General is indeed a niche of its own. There are groups out there that are not interested in only one thing or that have just one hobby or interest. The overspecialization of everything - from TV channels to jobs to the shelf categories at your neighbourhood video store - has restored general interest as a legitimate counterbalancing niche category. Furthermore, the movement towards a knowledge-based economy, the access to new information on the internet, and the rise of uncertainty in foreign places has only increased the thirst for learning and entertainment - regardless of genre, discipline or nationality.

General interest really dismantles demographics as the primary base on which to fully make a media buying decision. Not so much because we're now operating in a marketplace of individuals and mass customization. Not so much because age cohorts, for example, are becoming more and more fragmented and increasingly less uniform in attitudes and interests. And not so much because demographics aren't still useful in helping to segment and pinpoint a target market. Rather, it is because general interest is a niche that appeals inherently to a broad and typically nebulous (but nevertheless definable) audience. At its core general interest appeals to a mindset, not to an age group or income level.

The underlying mindset of a buyer of a general interest product like a magazine is one of eclectic curiosity. There is a joy to learning across areas of knowledge and there is a pleasure that comes from discovering things that you didn't previously know. In fact, thinkers - they're not extinct, you know - love to do this. The trendsetters and leaders of tomorrow - “Inspirationals and Connectors” (Arnold Mood & Mindset Study), “Connectors and Mavens” (The Tipping Point, Malcolm Gladwell), “The Influentials” (John Berry and Ed Keller), “First Users and 'Bigmouth' Movers and Shakers” (The Anatomy of Buzz, Emanuel Rosen) - thrive on it. It's their currency. They understand the secret to new ideas is that they are born at the intersection of diverse thoughts. A collaborative mix of different perspectives helps to cast a wider net and opens receptive minds up to the possibility of discovering those special and lucrative ideas that transform mere blocks of space into architecture, that evolve advertising beyond annoyance and that transcend film or music from lost time to time well spent.

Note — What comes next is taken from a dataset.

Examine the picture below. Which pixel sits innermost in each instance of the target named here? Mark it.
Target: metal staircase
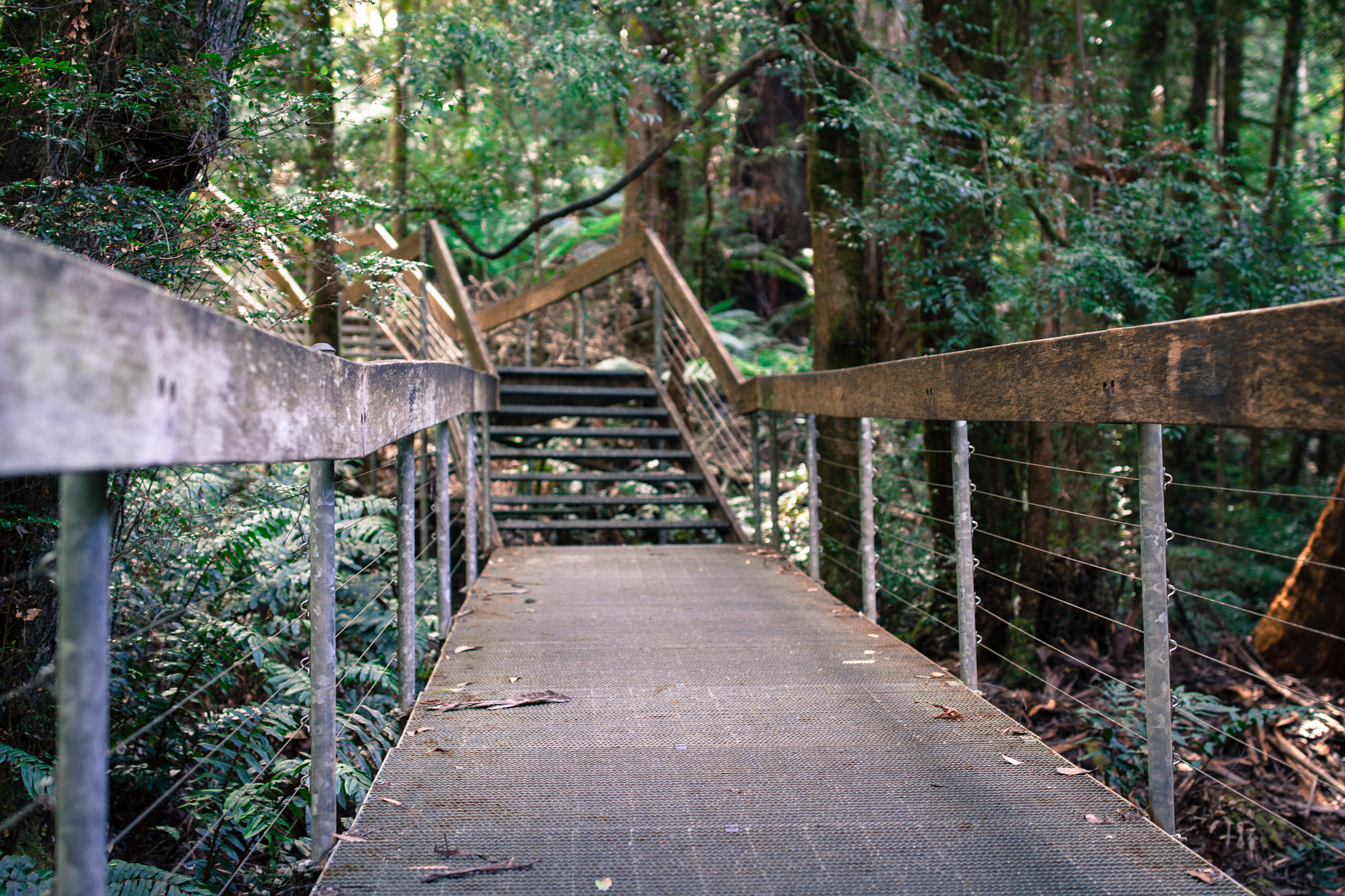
(598, 457)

However, simply serving up a cross-section of subjects is not enough. Curious, intelligent and sophisticated people seek out products and media sources of substance. This may seem at first to go against the stereotype of the generalist as mere dabbler or of young adults as MTV generation airheads with impossibly short attention spans, but it makes a lot of sense. In fact, the latter is exactly why good general interest magazines (ironically) are needed and it is something a good editorial team always keeps front-of-mind when creating an issue. It doesn't matter if it's life drawing or zoning out listening to your favourite tune or reading a 7000 word article about the latest dance craze, when you go into that zone and you're really engaged by something it's actually a relief for your mind. Focusing and concentrating on something is very, very good. When you finish it you actually feel refreshed. And you feel better about yourself because you've learned something new. You've focused on something instead of having that sort of ADD quality that we do today by flipping around the TV or doing ten things at once.

Ultimately, that's the tricky balance to creating and marketing general interest. It has nothing to do with lacking focus or spreading oneself too thin, but rather is to be both wide ranging enough to capture the beauty of diversity and yet still be satisfyingly substantial.